Ein Gabelstapler nimmt auf dem Gelände der Pfungstädter Brauerei in Pfungstadt (Kreis Darmstadt-Dieburg) eine Palette mit Bierkisten auf.

Der Kaufvertrag war bereits unterschrieben, nun haben auch die Gesellschafter zugestimmt: Die angeschlagene südhessischen Brauerei Pfungstädter darf ihr Firmengelände verkaufen.

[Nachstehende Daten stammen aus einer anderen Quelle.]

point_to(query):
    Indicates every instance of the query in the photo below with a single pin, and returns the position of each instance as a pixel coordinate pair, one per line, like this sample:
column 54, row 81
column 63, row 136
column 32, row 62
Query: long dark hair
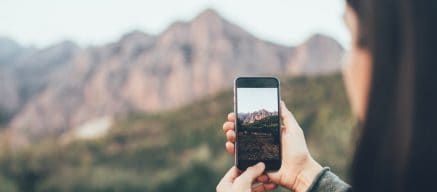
column 397, row 149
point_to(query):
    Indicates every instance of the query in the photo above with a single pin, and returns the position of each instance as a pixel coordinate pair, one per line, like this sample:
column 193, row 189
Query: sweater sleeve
column 326, row 181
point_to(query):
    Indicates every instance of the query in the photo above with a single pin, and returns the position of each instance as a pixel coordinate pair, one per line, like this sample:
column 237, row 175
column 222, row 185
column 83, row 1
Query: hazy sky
column 254, row 99
column 44, row 22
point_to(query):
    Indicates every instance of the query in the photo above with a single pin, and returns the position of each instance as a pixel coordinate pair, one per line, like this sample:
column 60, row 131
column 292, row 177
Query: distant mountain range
column 48, row 91
column 248, row 118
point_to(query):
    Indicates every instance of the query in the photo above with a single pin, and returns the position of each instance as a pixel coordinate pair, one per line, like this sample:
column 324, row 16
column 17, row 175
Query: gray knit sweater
column 326, row 181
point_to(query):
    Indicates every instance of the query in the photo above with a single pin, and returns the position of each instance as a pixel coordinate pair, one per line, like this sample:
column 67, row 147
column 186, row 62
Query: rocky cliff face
column 149, row 73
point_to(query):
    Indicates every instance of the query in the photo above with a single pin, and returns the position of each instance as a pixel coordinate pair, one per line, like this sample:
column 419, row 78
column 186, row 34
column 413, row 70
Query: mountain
column 255, row 116
column 63, row 87
column 180, row 149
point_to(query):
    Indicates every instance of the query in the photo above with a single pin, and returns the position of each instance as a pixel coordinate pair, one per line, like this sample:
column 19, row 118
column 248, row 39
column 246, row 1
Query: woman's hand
column 234, row 182
column 298, row 168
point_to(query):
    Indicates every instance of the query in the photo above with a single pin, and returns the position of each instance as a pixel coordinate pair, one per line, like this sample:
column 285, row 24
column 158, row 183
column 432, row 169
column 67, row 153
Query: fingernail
column 259, row 164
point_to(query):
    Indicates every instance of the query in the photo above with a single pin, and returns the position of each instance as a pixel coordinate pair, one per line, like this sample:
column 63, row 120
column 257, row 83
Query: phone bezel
column 257, row 82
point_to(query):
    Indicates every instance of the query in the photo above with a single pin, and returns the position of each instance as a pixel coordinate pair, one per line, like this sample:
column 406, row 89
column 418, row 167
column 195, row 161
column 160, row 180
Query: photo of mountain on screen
column 258, row 122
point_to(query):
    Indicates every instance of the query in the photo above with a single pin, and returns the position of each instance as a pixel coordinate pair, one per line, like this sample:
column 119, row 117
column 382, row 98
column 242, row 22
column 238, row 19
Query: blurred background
column 131, row 95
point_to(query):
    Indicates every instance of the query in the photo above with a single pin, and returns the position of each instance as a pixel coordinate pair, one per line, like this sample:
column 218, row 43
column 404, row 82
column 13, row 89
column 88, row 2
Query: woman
column 390, row 79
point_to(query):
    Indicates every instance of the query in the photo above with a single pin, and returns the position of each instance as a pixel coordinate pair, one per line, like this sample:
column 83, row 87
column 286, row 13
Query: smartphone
column 257, row 123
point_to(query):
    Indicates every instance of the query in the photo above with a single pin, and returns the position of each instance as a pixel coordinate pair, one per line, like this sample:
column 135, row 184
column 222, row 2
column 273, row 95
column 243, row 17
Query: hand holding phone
column 297, row 167
column 257, row 122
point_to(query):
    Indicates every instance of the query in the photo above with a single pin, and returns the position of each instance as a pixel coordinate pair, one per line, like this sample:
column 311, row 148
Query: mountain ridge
column 151, row 73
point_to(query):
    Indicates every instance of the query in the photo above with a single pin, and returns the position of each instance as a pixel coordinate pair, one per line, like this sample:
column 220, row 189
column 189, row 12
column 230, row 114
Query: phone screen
column 258, row 125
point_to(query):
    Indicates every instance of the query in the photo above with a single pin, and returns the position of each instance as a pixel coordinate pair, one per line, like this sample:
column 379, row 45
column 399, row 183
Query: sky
column 94, row 22
column 255, row 99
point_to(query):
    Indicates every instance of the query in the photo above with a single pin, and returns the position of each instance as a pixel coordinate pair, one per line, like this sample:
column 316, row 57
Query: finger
column 270, row 186
column 230, row 135
column 231, row 117
column 230, row 175
column 228, row 126
column 262, row 179
column 250, row 174
column 288, row 118
column 230, row 148
column 228, row 179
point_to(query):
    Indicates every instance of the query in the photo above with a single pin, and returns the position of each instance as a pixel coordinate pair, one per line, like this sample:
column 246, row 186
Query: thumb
column 250, row 174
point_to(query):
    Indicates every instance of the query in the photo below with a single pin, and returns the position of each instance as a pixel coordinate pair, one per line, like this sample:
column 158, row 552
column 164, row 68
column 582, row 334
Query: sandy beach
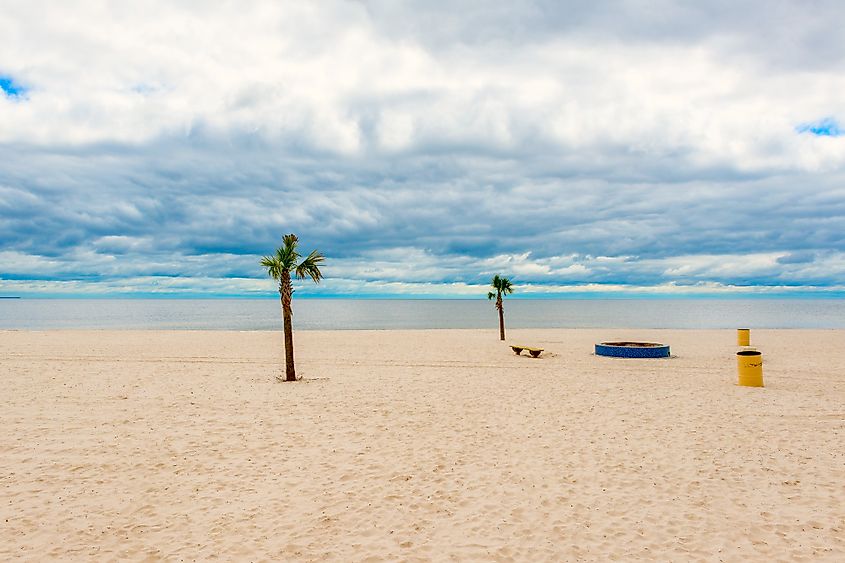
column 419, row 445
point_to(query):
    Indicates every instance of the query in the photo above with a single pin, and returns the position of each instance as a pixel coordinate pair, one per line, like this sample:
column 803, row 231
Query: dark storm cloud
column 424, row 146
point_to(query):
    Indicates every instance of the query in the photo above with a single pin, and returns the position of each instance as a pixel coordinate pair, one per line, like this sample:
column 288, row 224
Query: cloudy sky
column 583, row 148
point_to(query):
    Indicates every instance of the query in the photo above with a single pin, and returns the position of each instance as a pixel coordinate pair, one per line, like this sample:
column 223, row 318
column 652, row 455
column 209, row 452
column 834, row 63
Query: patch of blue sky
column 11, row 88
column 827, row 127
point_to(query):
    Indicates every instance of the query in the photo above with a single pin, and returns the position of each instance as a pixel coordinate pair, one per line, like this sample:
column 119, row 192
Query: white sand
column 419, row 445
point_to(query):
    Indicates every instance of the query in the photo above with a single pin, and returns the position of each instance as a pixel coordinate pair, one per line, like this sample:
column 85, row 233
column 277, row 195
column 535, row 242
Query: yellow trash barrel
column 750, row 366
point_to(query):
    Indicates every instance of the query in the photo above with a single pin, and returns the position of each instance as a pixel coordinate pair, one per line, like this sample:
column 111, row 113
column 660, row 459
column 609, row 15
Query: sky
column 620, row 148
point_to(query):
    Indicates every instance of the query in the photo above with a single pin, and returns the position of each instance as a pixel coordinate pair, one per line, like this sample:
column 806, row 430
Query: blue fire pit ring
column 632, row 350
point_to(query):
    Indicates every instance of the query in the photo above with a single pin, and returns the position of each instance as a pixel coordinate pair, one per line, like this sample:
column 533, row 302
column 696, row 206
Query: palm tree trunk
column 287, row 313
column 500, row 307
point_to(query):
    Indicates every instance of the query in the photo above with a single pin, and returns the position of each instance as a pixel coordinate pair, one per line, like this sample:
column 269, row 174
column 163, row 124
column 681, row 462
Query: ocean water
column 322, row 314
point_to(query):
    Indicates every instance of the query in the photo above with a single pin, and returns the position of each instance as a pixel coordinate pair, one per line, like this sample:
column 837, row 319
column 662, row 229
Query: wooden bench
column 535, row 352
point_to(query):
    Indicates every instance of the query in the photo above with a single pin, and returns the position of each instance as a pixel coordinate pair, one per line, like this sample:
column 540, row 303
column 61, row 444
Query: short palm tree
column 503, row 287
column 279, row 267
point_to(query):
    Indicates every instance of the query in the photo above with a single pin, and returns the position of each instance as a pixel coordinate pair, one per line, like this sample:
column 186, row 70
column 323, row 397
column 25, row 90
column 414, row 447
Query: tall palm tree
column 279, row 267
column 503, row 287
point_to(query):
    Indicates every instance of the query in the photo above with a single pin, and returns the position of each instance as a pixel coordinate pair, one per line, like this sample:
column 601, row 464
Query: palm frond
column 287, row 252
column 507, row 287
column 310, row 267
column 274, row 267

Die 97 Gesellschafter der Pfungstädter Brauerei haben grünes Licht für den Verkauf des Firmengeländes gegeben. Sie hätten am Samstag dem vorliegenden Vertrag zugestimmt, teilte das Unternehmen am Montag mit.

"Wir wollen das bestmögliche Ergebnis für die Gläubiger und die Mitarbeiter erreichen", sagte eine Rechtsanwältin, die die Brauerei im Schutzschirmverfahren unterstützt. Zuletzt beschäftigte die Traditionsbrauerei in Pfungstadt (Darmstadt-Dieburg) nach eigenen Angaben rund 100 Mitarbeiter und war zu 40 Prozent ausgelastet.

Die schon vor der Corona-Krise finanziell angeschlagene Brauerei ist seit Juni im Schutzschirmverfahren, um eine drohende Zahlungsunfähigkeit abzuwenden. Über den Kaufpreis für das Gelände wurden keine Angaben gemacht.

Wohnungen und neue Brauerei geplant

Der Mannheimer Unternehmer Daniel Hopp und der Dossenheimer Projektentwickler Conceptaplan wollen der Mitteilung der Brauerei zufolge ein neues Stadtquartier mit Wohnungen errichten.

In Pfungstadt solle zudem ein Brauerei-Neubau errichtet und Pfungstädter Bier als regionale Marke gestärkt werden, sagte der Geschäftsführer der Brauerei, Stefan Seibold. Nähere Angaben wurden zunächst nicht gemacht. Hopp zufolge sollen 90 Prozent des 45.000 Quadratmeter großen Areals in Wohnbebauung umgewandelt werden, für die Brauerei sind maximal 5.000 Quadratmeter vorgesehen.

Traum von "modernster Brauerei der Welt" geplatzt

In der Vergangenheit hatte sich die Suche nach einem Käufer als schwierig erwiesen. Die Stadt hatte im Februar Verhandlungen mit einem potenziellen Investor auf Eis gelegt, der die "modernste Brauerei der Welt" angekündigt hatte. Es hatte zuvor Zweifel an der Seriosität seines Angebots gegeben. Der Plan war es, auf dem städtischen Gelände des 2014 geschlossenen Schwimmbades eine neue, moderne Brauerei zu bauen. Die alte sollte abgerissen und auf dem Gelände dann ein Wohn- und Stadtquartier errichtet werden.